A fun, quick, information-packed read, with a great narrative flow and a lovely narrative voice, with just enough black and white illustration and pop quotes to break up the many many many small chapters.    

Tuesday, March 8, 2016

Tuesday Storytime: Builders and Construction

Back to non-thematic storytimes this week.  No holidays, no National Month of whatever, just me and whatever quirky theme my strange mind has dredged up in the last few weeks.  I do love picking out picture books to present to kids.  It's a fun mix of curating content and balancing ages and lengths and art styles and how complex or difficult the wording is... so much to think about.  When I choose badly, and the storytime goes poorly, it's quite frustrating, but when they flow nicely, that half hour is just a delightful flow of narrative and story from me to the families.

Fix-It Duck
Jez Alborough
ISBN: 0060006994
Spunky but accident-prone Duck tries to "fix-it" with problems that are usually his own fault.

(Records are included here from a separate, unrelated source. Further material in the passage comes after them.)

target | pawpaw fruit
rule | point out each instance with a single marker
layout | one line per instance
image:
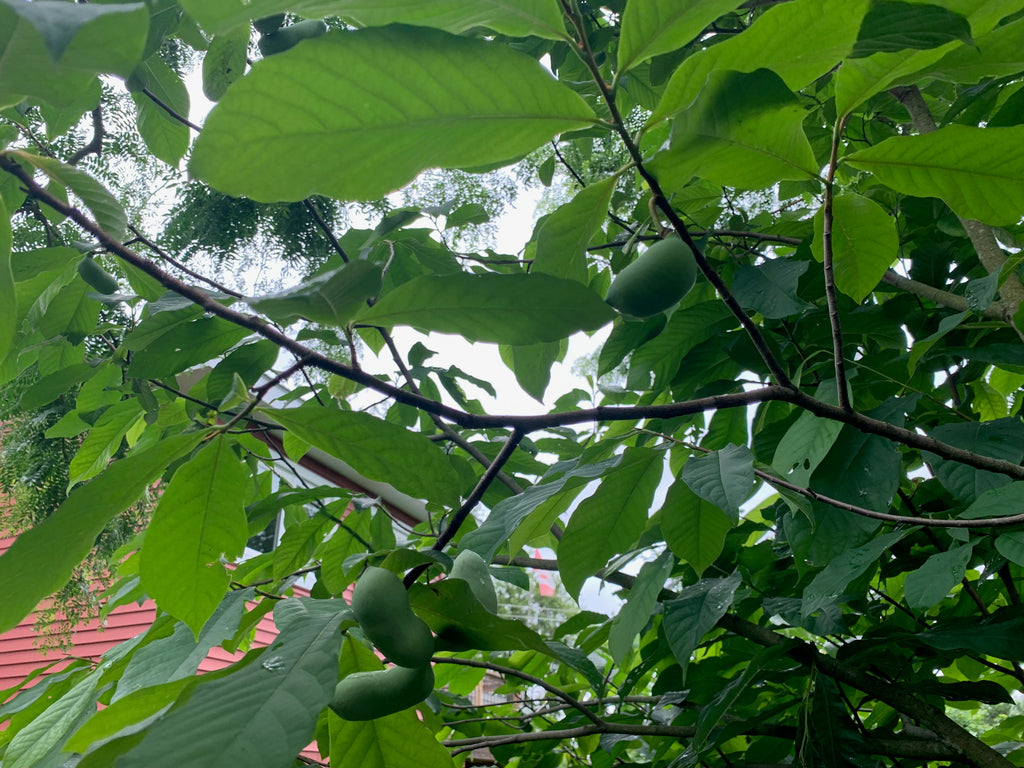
(381, 606)
(287, 37)
(471, 568)
(655, 281)
(96, 276)
(368, 695)
(268, 25)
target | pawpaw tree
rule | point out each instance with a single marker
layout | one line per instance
(806, 482)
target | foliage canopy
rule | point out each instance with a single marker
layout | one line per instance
(850, 176)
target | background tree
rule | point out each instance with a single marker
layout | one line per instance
(850, 179)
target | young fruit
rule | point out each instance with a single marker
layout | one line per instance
(96, 276)
(368, 695)
(381, 606)
(659, 278)
(471, 568)
(286, 37)
(268, 25)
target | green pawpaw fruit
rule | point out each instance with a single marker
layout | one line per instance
(659, 278)
(286, 37)
(381, 606)
(268, 25)
(96, 276)
(368, 695)
(471, 568)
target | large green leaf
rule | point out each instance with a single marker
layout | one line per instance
(199, 520)
(743, 129)
(563, 237)
(508, 514)
(693, 528)
(262, 715)
(826, 32)
(695, 612)
(451, 101)
(724, 477)
(979, 172)
(331, 298)
(890, 27)
(611, 519)
(936, 578)
(52, 50)
(640, 605)
(501, 308)
(864, 243)
(654, 27)
(515, 17)
(65, 538)
(377, 450)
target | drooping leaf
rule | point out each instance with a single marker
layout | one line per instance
(890, 27)
(515, 17)
(724, 477)
(331, 298)
(452, 101)
(864, 243)
(654, 27)
(695, 612)
(501, 308)
(198, 524)
(64, 539)
(263, 714)
(979, 172)
(376, 449)
(743, 129)
(563, 237)
(611, 519)
(693, 528)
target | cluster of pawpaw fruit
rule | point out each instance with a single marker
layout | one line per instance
(656, 280)
(380, 604)
(275, 38)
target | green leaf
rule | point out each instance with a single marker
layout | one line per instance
(105, 209)
(827, 586)
(695, 612)
(66, 537)
(743, 129)
(563, 237)
(653, 27)
(461, 622)
(376, 449)
(331, 298)
(166, 136)
(502, 308)
(509, 513)
(640, 606)
(611, 519)
(261, 715)
(826, 32)
(891, 27)
(978, 172)
(693, 528)
(936, 578)
(514, 17)
(771, 288)
(451, 101)
(53, 50)
(224, 61)
(724, 477)
(198, 524)
(8, 302)
(864, 242)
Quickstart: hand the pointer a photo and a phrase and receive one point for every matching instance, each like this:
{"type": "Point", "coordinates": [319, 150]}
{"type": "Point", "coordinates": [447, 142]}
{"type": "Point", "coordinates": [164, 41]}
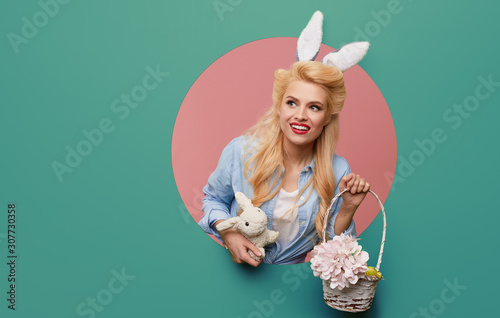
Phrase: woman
{"type": "Point", "coordinates": [287, 165]}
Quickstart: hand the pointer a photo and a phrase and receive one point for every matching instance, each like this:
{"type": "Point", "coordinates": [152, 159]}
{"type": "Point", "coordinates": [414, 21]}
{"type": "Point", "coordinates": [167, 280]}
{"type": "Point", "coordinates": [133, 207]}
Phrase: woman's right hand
{"type": "Point", "coordinates": [238, 247]}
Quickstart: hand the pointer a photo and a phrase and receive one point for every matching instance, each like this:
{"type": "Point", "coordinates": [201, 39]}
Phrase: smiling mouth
{"type": "Point", "coordinates": [299, 128]}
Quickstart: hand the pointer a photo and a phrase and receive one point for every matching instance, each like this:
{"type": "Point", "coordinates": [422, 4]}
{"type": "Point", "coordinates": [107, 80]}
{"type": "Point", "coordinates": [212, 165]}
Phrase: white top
{"type": "Point", "coordinates": [288, 220]}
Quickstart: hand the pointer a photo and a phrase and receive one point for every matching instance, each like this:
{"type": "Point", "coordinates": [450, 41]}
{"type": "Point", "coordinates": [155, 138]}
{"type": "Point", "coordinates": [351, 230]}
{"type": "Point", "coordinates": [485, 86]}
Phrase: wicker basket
{"type": "Point", "coordinates": [357, 297]}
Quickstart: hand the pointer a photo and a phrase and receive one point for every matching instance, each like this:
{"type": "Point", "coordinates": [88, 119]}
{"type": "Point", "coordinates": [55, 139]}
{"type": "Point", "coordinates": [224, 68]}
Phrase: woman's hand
{"type": "Point", "coordinates": [238, 247]}
{"type": "Point", "coordinates": [357, 190]}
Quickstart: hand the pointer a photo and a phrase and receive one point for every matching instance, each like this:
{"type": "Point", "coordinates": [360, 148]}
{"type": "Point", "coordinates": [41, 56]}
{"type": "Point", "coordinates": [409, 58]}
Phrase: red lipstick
{"type": "Point", "coordinates": [299, 129]}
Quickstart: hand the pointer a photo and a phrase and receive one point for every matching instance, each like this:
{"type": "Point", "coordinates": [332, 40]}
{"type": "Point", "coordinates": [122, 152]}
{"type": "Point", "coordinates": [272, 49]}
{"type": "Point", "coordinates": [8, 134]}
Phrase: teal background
{"type": "Point", "coordinates": [120, 207]}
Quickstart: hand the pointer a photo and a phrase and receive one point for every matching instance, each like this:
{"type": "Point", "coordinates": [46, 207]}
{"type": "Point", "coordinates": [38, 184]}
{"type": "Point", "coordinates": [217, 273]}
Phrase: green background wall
{"type": "Point", "coordinates": [119, 214]}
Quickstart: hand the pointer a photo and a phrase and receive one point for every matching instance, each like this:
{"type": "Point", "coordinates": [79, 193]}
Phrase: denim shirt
{"type": "Point", "coordinates": [228, 178]}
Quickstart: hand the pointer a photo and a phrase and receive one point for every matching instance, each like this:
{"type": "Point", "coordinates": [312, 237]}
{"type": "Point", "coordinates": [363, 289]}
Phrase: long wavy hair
{"type": "Point", "coordinates": [265, 161]}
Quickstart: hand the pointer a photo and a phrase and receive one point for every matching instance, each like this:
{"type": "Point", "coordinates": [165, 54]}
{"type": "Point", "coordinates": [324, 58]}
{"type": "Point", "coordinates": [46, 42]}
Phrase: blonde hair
{"type": "Point", "coordinates": [265, 161]}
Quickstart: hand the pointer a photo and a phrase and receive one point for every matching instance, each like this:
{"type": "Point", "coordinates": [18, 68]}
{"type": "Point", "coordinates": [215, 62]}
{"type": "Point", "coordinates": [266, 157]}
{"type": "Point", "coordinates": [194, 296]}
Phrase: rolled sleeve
{"type": "Point", "coordinates": [219, 192]}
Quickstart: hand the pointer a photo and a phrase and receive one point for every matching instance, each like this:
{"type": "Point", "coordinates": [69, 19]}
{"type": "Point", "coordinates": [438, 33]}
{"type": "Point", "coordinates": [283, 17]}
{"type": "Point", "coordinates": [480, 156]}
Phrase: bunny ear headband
{"type": "Point", "coordinates": [309, 44]}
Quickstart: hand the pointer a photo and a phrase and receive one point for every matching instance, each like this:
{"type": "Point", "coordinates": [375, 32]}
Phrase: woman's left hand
{"type": "Point", "coordinates": [357, 190]}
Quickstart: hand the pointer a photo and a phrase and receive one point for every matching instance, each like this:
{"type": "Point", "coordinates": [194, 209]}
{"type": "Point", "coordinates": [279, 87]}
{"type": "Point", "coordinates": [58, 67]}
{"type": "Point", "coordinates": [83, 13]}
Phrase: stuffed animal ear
{"type": "Point", "coordinates": [347, 56]}
{"type": "Point", "coordinates": [309, 41]}
{"type": "Point", "coordinates": [227, 224]}
{"type": "Point", "coordinates": [242, 200]}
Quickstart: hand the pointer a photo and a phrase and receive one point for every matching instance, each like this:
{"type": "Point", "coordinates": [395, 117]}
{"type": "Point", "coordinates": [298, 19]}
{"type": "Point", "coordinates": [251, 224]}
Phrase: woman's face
{"type": "Point", "coordinates": [303, 113]}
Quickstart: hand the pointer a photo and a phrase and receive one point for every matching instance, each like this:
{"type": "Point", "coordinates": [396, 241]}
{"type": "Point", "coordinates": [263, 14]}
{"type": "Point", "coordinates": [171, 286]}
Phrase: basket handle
{"type": "Point", "coordinates": [328, 212]}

It's raining outside, so when a DRIP falls PLOP into Duck's tea, he immediately thinks the roof is leaking.  This is a job for Fix-It Duck!  But he can't reach the roof.  So he goes to borrow Sheep's ladder, and in the process, notices the camper's skylight is broken.  Fix-It Duck is on the case - but he breaks the window.  Now Sheep's house is leaking too!  Fix-It Duck can fix it, by towing Sheep's camper under Goat's shed.  But Fix-It Duck has left tools and nails and broken glass lying around, and Sheep's Jeep gets a flat!  No worries for Fix-It Duck, who offers his own truck - which can't hitch to Sheep's camper.  A creative re-use of the ladder fixes that, until a wild swerve around a curve (because Duck is a bad driver, obvs) spirals the situation beyond even what the optimistic and ever-hopeful Duck can manage to fix.  Poor Sheep.


My Apron
Eric Carle
ISBN: 0399226850
True story from Carle's childhood, where he helped his uncle plaster a building for a day.

Uncle Adam is a plasterer, and he has a snazzy white apron with a pocket, and works on buildings all day, coating them with protective and beautiful white plaster.  The boy Carle gets an apron made by his aunt, and spends the day as a proud and effective helper in this very short and sweet story.


Building a House
Byron Barton
ISBN: 0688842917
Barton's trademark blocky colors and thick outlines are joined by rare humanistic people.

We start with a green hill (that color blocking!) and follow in quick succession the steps of house-building, from digging out the ground, foundation and flooring, walls, rafters, roof, plumbing and wiring, finishing, and painting.  The house is built (and garishly colored) in the end, ready for the final step of building a house: standing ready as a family moves in.  Simple words and clear illustrations, but everything is accurate and straightforward and realistic.

Thursday, March 3, 2016

New Arrivals: Picture Book: Frog on a Log? Kes Gray & Jim Field

Frog on a Log?
Kes Gray & Jim Field
ISBN: 9780545687911
Originally English, with some "rhymes" that don't play out as a result.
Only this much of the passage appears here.